第9話 接客は将来を見据えて

 朝食を終えて、開店準備を始める。魔法諸店の構造は出入り口から順にお店・居住スペース・裏手には庭があり、ちょっとした野菜や素材となるものを育てている畑がある。


 畑の手入れ、雑草取りや必要があれば水やりをする。特に今のような夏は朝にしっかりと水をあげないとすぐに暑さで萎れてしまうし、昼間に水をあげようものなら葉焼けを起こしてしまう。また、夏場は小さな虫が付きやすいので要注意だ。

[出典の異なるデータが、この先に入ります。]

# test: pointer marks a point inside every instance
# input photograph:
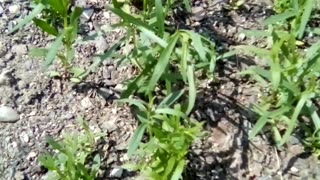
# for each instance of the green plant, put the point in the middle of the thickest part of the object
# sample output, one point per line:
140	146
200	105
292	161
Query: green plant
57	20
72	159
291	83
280	6
170	134
294	18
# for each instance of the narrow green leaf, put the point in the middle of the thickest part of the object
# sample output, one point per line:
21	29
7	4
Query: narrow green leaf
192	89
170	165
44	26
293	121
262	121
140	104
76	13
308	6
170	111
178	170
279	17
160	16
39	52
153	36
313	50
53	50
187	5
136	139
258	51
95	165
129	18
37	10
197	44
58	6
171	98
162	62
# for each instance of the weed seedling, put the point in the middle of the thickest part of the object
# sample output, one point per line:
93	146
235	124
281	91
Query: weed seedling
56	18
72	155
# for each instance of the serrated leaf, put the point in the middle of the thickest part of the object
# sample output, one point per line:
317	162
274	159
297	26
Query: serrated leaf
44	26
37	10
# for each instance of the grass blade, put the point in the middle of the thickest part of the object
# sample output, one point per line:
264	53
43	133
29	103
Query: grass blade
45	27
279	17
171	98
192	89
163	62
170	111
178	171
37	10
160	16
53	50
308	6
293	121
153	36
136	139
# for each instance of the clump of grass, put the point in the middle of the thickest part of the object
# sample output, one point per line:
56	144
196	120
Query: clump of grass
71	159
291	81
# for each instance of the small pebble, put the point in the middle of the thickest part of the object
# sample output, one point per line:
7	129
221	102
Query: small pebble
7	114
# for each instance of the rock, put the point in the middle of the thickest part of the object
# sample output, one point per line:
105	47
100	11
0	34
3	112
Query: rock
14	9
86	103
3	48
5	78
87	13
198	13
24	137
68	116
7	114
109	124
19	49
101	44
116	172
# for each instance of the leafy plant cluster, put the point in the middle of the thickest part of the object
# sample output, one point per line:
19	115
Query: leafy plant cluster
73	156
167	63
291	80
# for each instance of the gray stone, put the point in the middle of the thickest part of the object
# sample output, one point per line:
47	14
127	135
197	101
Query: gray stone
101	44
5	77
116	172
86	103
87	13
19	49
7	114
3	48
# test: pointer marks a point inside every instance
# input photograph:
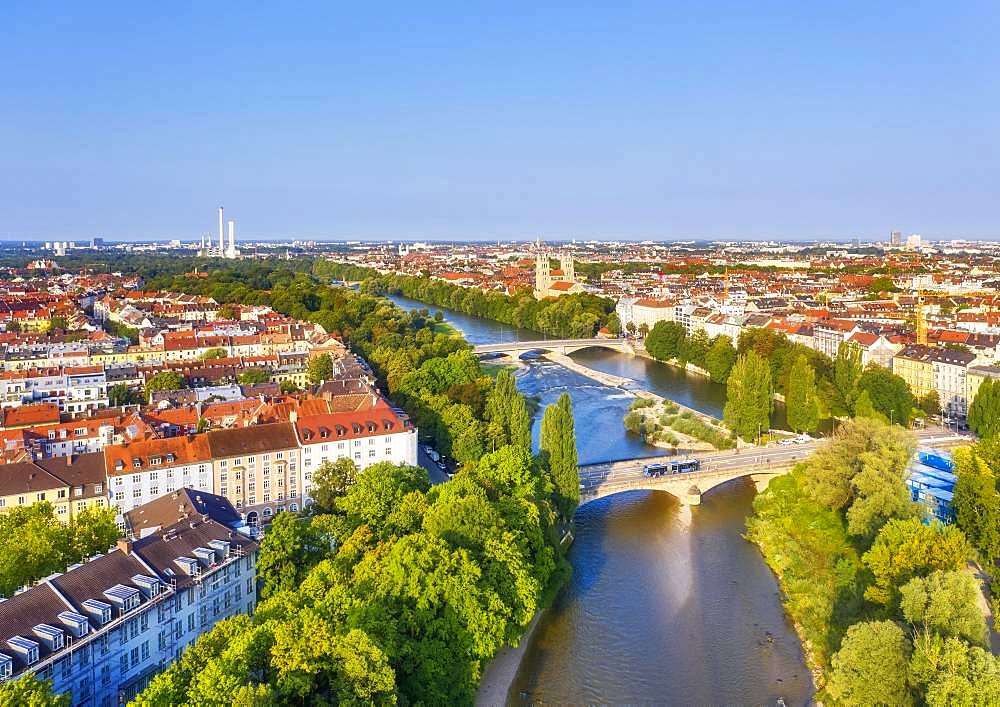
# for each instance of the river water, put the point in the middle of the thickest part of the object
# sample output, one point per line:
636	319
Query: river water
667	604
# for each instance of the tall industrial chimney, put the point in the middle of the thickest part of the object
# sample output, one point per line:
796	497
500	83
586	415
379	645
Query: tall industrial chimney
222	241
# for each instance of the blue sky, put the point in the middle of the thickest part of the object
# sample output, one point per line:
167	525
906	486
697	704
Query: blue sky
495	120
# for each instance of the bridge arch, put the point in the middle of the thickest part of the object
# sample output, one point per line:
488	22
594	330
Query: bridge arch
688	488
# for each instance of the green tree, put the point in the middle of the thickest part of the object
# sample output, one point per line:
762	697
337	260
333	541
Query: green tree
665	340
720	358
254	376
312	660
945	602
557	446
984	412
94	530
930	403
331	481
614	324
801	399
905	549
377	494
29	691
320	369
164	380
862	472
863	408
976	501
889	393
847	372
871	667
506	413
749	397
287	552
951	673
694	348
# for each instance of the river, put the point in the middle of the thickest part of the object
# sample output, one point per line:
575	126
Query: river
667	603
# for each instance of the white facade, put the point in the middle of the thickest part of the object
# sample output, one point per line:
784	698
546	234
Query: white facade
640	311
156	597
133	487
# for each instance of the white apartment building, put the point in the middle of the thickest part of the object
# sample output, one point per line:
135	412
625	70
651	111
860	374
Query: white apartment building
257	468
366	437
103	629
644	310
76	390
142	470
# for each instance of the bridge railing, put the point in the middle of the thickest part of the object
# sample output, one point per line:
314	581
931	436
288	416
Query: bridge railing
649	482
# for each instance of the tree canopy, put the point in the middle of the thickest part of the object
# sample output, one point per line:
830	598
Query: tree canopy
749	397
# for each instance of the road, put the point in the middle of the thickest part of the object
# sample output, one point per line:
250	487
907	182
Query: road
594	474
437	476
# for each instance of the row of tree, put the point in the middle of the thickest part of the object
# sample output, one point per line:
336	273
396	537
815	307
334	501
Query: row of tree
570	316
888	613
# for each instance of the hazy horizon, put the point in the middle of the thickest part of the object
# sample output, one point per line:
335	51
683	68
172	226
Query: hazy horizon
651	121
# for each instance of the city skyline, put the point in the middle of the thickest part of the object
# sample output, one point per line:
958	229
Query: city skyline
651	122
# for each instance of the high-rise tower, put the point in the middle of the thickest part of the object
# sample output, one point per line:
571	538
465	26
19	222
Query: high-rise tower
222	241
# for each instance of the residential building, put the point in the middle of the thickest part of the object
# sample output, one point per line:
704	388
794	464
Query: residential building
103	629
644	310
927	368
142	470
257	469
366	437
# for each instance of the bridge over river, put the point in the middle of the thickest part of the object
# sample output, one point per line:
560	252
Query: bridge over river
759	463
562	346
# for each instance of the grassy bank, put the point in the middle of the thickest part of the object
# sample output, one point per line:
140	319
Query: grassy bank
807	547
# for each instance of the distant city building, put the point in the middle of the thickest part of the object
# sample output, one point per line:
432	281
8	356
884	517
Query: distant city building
554	283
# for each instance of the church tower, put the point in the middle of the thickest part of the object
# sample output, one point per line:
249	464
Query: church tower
566	265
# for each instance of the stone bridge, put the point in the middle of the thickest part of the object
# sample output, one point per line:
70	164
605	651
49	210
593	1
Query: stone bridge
686	487
562	346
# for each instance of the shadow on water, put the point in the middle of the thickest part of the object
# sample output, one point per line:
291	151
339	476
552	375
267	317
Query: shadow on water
669	605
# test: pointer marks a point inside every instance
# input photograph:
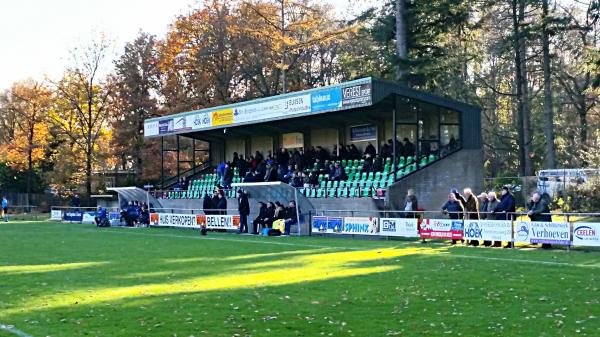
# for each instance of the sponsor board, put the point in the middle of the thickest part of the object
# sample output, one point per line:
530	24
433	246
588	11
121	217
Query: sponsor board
222	117
356	95
165	126
151	128
195	220
199	120
399	227
326	100
56	215
73	216
586	234
542	232
490	230
89	217
272	109
363	133
327	224
448	229
361	225
219	221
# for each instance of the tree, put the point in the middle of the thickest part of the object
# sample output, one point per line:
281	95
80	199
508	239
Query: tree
83	104
135	78
28	104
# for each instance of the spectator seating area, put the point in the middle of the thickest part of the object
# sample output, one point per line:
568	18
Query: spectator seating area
358	184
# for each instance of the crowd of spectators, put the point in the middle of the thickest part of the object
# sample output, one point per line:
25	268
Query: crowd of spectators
136	213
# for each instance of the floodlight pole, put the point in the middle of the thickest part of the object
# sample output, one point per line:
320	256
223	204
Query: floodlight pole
297	211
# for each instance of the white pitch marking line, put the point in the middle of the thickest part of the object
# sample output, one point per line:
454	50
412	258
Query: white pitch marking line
11	329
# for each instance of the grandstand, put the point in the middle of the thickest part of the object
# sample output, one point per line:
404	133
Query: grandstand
446	134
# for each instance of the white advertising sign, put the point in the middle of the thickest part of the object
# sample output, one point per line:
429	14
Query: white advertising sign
199	120
56	215
586	234
271	109
399	227
151	128
543	232
361	225
490	230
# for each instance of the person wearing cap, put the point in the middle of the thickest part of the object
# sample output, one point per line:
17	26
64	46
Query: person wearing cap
260	219
506	207
244	211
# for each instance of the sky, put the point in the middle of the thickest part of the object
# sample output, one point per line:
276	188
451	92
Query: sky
37	35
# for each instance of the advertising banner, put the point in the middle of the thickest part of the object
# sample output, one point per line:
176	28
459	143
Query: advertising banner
361	225
586	234
362	133
327	224
195	220
356	95
272	109
222	117
89	217
442	229
73	216
56	215
219	221
491	230
151	128
165	126
293	140
199	120
180	124
326	100
558	233
399	227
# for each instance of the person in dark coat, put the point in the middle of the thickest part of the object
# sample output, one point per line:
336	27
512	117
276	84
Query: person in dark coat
538	210
505	208
207	204
221	203
260	219
454	208
291	217
244	210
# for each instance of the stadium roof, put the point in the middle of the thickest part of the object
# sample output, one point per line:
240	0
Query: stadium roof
359	93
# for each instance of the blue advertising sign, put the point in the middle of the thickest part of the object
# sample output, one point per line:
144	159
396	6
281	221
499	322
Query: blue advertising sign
363	132
73	216
326	224
326	100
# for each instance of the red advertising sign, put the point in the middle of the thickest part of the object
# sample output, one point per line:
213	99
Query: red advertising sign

 葉の裏を覗き虫がついていないことを確認すると一人頷く。


 次にスケジュールの確認をして素材や食材の確認を行う。つい最近、上位冒険者からの依頼をまとめて行ったため数日はない。昨夜できなかった素材の確認を行い足りなくなった食材を控える。


 作製から販売までを一人で行うロルカにとって長時間店を不在にするという事は難しいし、売上にも直結する。なので普段は極力店にいるようにしている。なぜなら上位冒険者からの納品依頼もあるが、飛び込みの冒険者も少なくない。


 また、店を開けることによって近所とのコミュニケーションも図れることが出来る。大抵は近所のちょっとしたうわさ話や恋の話なんてものがほとんどであるが、常連冒険者の噂話は馬鹿にはできない情報源になる。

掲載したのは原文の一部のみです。